Simon Lim, HIMSS APAC EVP and managing director, clarified that the HIMSS EMRAM is "not about adding a layer of standards in deployment, but helping hospitals and the users to optimise outcomes from using the technology."

"Standards are not just about checklists. It's… to make sure that you have a system that is safe, that works, and is able to demonstrate return on investment on your healthcare organisation," added Dr Jason Tee, senior manager of Digital Health at HIMSS.

" When we became a Stage 6 [EMRAM] hospital, many people thought we bought a system called EMRAM within Malaysia.
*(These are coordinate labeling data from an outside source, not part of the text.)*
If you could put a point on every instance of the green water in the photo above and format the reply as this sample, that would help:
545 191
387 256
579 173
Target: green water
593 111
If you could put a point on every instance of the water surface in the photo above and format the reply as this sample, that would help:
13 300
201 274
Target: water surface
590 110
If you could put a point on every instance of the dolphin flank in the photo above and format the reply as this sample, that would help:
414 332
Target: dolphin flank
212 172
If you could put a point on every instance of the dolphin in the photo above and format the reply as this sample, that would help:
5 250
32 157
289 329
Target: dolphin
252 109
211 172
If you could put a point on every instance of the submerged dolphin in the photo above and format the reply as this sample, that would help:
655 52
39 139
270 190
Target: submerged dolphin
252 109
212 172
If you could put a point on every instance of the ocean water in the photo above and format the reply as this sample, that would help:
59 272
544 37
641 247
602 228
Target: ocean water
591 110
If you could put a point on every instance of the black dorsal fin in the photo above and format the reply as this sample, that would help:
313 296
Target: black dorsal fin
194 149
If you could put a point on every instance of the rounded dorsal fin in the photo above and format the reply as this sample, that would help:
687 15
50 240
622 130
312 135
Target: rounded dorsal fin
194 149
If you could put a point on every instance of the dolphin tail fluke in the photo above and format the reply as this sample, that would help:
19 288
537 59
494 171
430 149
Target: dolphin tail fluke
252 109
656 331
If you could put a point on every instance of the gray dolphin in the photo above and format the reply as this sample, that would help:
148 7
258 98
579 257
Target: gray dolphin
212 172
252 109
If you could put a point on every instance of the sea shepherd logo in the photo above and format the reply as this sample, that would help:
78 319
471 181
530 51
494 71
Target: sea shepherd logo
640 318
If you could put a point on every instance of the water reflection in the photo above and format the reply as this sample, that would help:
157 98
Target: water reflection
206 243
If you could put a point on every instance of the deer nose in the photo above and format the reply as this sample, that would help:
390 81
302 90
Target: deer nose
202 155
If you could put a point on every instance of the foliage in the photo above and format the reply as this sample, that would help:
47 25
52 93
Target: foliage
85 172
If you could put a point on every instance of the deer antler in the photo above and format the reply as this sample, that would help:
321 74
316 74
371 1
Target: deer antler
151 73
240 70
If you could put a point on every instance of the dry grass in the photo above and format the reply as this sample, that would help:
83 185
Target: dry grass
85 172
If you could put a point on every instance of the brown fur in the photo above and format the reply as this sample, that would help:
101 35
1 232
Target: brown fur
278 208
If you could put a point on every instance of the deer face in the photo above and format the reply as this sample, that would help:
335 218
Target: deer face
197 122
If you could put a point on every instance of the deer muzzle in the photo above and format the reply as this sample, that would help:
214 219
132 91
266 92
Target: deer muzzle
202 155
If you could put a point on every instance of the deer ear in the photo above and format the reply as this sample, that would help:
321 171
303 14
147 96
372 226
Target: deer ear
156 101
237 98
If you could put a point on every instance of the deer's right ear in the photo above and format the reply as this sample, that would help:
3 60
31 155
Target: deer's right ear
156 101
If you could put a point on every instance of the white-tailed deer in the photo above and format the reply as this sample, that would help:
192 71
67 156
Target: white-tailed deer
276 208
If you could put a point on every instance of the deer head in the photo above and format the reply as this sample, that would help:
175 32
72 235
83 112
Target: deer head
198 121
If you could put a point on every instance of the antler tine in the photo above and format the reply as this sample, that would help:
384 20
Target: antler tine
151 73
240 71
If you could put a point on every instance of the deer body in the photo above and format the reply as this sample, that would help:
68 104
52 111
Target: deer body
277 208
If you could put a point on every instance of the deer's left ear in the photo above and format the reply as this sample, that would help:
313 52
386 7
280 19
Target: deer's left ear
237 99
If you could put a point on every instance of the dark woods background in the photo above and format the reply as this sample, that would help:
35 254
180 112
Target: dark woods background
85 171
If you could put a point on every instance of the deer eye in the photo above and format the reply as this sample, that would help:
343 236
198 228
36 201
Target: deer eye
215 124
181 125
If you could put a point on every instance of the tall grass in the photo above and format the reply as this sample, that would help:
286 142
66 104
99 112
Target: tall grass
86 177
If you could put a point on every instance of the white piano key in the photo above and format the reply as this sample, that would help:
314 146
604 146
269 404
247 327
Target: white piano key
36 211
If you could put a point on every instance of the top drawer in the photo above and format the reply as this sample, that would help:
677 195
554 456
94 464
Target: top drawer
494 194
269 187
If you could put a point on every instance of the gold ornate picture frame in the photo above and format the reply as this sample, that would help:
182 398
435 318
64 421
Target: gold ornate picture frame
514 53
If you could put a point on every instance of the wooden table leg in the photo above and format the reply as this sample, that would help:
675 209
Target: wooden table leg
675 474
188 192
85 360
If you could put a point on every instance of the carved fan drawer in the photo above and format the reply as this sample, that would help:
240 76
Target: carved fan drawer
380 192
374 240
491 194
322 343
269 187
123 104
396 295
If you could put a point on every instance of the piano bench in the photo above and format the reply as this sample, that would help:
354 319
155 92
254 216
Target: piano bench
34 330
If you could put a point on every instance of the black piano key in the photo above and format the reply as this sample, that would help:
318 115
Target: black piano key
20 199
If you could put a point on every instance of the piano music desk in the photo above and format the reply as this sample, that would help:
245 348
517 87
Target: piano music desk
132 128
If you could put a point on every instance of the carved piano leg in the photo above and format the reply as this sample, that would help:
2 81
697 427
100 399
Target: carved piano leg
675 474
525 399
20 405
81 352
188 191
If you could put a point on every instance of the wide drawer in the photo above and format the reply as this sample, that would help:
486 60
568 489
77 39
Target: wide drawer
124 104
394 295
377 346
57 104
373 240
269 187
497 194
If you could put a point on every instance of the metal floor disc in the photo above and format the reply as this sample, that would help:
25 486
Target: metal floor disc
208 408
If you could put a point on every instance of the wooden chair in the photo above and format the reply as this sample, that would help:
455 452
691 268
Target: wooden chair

That's the perception. We had to explain that it's not a system, it's a framework," shared Dr Alwi Mohamed Yunus, who led the EMRAM programme at Institut Jantung Negara (IJN). The heart hospital is the first hospital in Malaysia to get validated at Stage 6 of the HIMSS EMRAM.

" The second thing that people thought was that you only engage with HIMSS when you are a mature organisation. We were a paper-based organisation at that time," he added. 

IJN encountered the EMRAM model as a requirement for becoming a flagship hospital for healthcare tourism in Malaysia. In 2023, the Malaysia Healthcare Travel Council, which promotes the country's healthcare travel industry, partnered with HIMSS to enable the digital transformation of hospitals through EMRAM validation, among other things. 

Dalvin Loh, HIMSS APAC VP, emphasised to vendors the importance of understanding the digital maturity models before offering solutions to health organisations. 

"You need to understand the model first… so that when you go out to the market to offer, you are aligned with the MOH and with what the hospital wants, and be able to optimise their investment, and we are able to measure the success of what you have been able to recommend to them."

Dr Alwi highlighted the cost savings from adopting the HIMSS digital maturity framework. "By [adopting] the framework, we ticked a lot more boxes than we would otherwise have ticked if we engaged a vendor."

"The lesson learned from this is that the cost of all of this was extremely small as compared to buying your own system."

HIMSS is the parent company of Healthcare IT News.